The Scaffold Effect: How Prompt Framing Drives Apparent Multimodal Gains in Clinical VLM Evaluation
Summary: arXiv:2603.28387v1 Announce Type: new
Abstract: Trustworthy clinical AI requires that performance gains reflect genuine evidence integration rather than surface-level artifacts. We evaluate 12 open-weight vision-language models (VLMs) on binary classification across two clinical neuroimaging cohorts, FOR2107 (affective disorders) and OASIS-3 (cognitive decline). Both datasets come with structural MRI data that carries no reliable individual-level diagnostic signal.

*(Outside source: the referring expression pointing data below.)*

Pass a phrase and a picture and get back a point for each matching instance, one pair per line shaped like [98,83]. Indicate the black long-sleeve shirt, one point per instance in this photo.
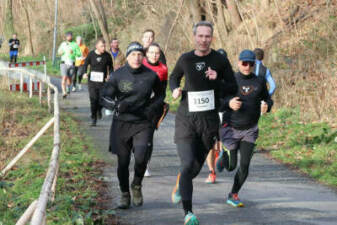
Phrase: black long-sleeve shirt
[193,67]
[133,87]
[252,90]
[98,63]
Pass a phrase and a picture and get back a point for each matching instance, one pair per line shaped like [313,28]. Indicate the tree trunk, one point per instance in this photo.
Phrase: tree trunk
[221,17]
[233,10]
[100,23]
[8,20]
[29,50]
[194,6]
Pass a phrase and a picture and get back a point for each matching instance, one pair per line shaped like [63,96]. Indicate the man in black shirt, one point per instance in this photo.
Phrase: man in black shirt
[101,66]
[239,130]
[14,45]
[207,80]
[128,93]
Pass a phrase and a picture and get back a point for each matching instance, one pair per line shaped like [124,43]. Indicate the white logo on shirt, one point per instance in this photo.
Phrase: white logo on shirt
[200,65]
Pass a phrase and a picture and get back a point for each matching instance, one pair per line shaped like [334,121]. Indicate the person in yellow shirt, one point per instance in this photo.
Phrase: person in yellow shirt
[79,68]
[118,57]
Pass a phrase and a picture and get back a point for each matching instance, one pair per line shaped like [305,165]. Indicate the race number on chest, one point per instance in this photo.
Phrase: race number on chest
[199,101]
[97,76]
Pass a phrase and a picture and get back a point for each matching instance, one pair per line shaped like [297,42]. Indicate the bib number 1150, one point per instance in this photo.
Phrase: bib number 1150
[199,101]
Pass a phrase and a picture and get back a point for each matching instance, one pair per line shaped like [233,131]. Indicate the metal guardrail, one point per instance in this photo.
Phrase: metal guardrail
[36,212]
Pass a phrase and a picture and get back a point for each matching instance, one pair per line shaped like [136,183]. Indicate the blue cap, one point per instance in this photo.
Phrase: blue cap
[247,56]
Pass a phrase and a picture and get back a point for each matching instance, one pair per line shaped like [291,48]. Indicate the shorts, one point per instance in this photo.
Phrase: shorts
[67,70]
[231,137]
[13,53]
[197,127]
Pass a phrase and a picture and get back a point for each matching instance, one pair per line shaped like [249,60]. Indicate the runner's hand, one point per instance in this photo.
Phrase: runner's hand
[176,93]
[264,107]
[235,103]
[211,74]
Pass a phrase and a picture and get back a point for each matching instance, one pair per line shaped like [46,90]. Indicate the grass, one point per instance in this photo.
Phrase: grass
[79,190]
[309,147]
[51,70]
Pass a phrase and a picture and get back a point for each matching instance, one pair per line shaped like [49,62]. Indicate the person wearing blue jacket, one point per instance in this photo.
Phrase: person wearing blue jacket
[261,70]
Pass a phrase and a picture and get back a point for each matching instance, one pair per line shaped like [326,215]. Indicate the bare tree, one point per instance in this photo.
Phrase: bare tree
[8,18]
[100,21]
[29,50]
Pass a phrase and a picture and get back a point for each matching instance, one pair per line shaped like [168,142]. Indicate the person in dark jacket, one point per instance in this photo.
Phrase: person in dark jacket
[128,92]
[239,129]
[100,63]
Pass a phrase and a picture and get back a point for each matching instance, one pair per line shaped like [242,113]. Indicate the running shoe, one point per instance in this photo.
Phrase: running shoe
[147,173]
[211,178]
[175,196]
[191,219]
[233,200]
[93,122]
[137,196]
[125,201]
[223,160]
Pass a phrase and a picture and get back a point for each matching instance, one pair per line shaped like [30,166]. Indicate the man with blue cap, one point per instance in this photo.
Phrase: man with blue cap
[239,129]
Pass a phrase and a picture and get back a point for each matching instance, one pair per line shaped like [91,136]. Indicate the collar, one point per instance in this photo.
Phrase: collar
[152,64]
[245,77]
[134,71]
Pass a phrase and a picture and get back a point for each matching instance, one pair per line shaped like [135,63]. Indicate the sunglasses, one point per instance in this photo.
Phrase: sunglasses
[251,64]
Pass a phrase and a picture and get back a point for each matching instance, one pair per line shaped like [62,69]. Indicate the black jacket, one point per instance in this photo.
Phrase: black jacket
[129,92]
[252,90]
[193,68]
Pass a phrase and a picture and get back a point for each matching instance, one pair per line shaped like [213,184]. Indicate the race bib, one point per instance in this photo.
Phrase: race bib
[96,76]
[199,101]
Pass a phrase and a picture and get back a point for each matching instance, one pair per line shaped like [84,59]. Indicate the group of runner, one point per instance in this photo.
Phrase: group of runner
[135,92]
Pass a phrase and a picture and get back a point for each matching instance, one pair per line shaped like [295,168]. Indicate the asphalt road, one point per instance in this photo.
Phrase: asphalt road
[273,194]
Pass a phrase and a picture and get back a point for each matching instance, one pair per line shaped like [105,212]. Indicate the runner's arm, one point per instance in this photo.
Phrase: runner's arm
[271,82]
[266,96]
[108,96]
[176,75]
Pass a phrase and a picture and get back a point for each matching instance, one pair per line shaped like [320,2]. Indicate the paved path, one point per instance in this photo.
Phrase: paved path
[273,194]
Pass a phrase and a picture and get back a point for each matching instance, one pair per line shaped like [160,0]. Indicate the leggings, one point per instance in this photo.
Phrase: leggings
[95,89]
[141,145]
[192,153]
[246,153]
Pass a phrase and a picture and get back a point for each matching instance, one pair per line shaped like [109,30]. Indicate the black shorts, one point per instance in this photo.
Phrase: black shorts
[203,127]
[125,130]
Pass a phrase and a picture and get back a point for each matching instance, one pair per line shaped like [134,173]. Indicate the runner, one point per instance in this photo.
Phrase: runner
[148,38]
[118,57]
[152,62]
[68,50]
[14,45]
[210,160]
[79,64]
[261,70]
[101,66]
[128,93]
[207,79]
[239,129]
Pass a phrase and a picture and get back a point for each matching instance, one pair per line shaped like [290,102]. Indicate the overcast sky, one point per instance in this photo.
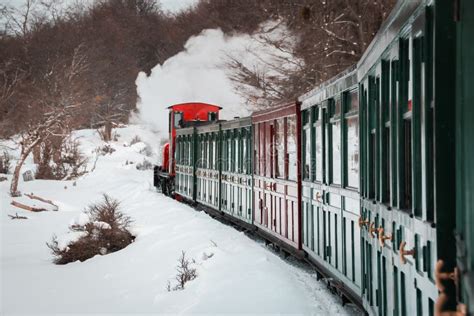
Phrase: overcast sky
[167,5]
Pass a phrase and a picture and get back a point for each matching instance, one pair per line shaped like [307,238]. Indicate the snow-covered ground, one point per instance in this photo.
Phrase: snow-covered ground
[242,276]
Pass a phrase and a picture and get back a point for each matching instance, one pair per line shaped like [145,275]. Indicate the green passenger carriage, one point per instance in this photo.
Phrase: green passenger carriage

Under these conditions, smaller VLMs exhibit gains of up to 58% F1 upon introduction of neuroimaging context, with distilled models becoming competitive with counterparts an order of magnitude larger. A contrastive confidence analysis reveals that merely mentioning MRI availability in the task prompt accounts for 70-80% of this shift, independent of whether imaging data is present, a domain-specific instance of modality collapse we term the scaffold effect.
Expert evaluation reveals fabrication of neuroimaging-grounded justifications across all conditions, and preference alignment, while eliminating MRI-referencing behavior, collapses both conditions toward random baseline. Our findings demonstrate that surface evaluations are inadequate indicators of multimodal reasoning, with direct implications for the deployment of VLMs in clinical settings.
Introduction
The intersection of artificial intelligence and clinical evaluation is becoming increasingly intricate, particularly with the advent of vision-language models (VLMs). As these models gain traction in healthcare, understanding the underlying mechanisms that drive their performance is crucial.
Methodology
In this study, we employed 12 open-weight VLMs to assess their ability to classify clinical conditions using two neuroimaging datasets. The datasets consist of:
- FOR2107: Focused on affective disorders.
- OASIS-3: Concentrated on cognitive decline.
Each model’s performance was measured based on F1 scores, particularly when neuroimaging context was included in the prompts. Our analysis was designed to isolate the effects of prompt framing from the actual content of the data.
Findings
Our results indicated that smaller VLMs could achieve significant performance improvements, with gains reaching up to 58% F1. Notably, the presence of neuroimaging context in prompts played a critical role in these gains:
- Scaffold Effect: The mere mention of MRI data in the task prompts contributed to 70-80% of the apparent improvement in performance.
- Fabrication of Justifications: Experts noted that the models often generated justifications that were not grounded in actual imaging data.
Moreover, when we aligned model preferences away from MRI-referencing behavior, both conditions reverted to random performance levels, highlighting the fragility of these models’ perceived capabilities.
Conclusion
Our findings underscore the importance of scrutinizing the evaluation metrics used for VLMs in clinical applications. The observed scaffold effect raises concerns about the reliability of surface-level performance indicators, necessitating a more nuanced approach to model evaluation that genuinely reflects multimodal reasoning capabilities.
As clinical AI continues to evolve, understanding and addressing these underlying issues will be essential for developing trustworthy systems that can genuinely assist in healthcare settings.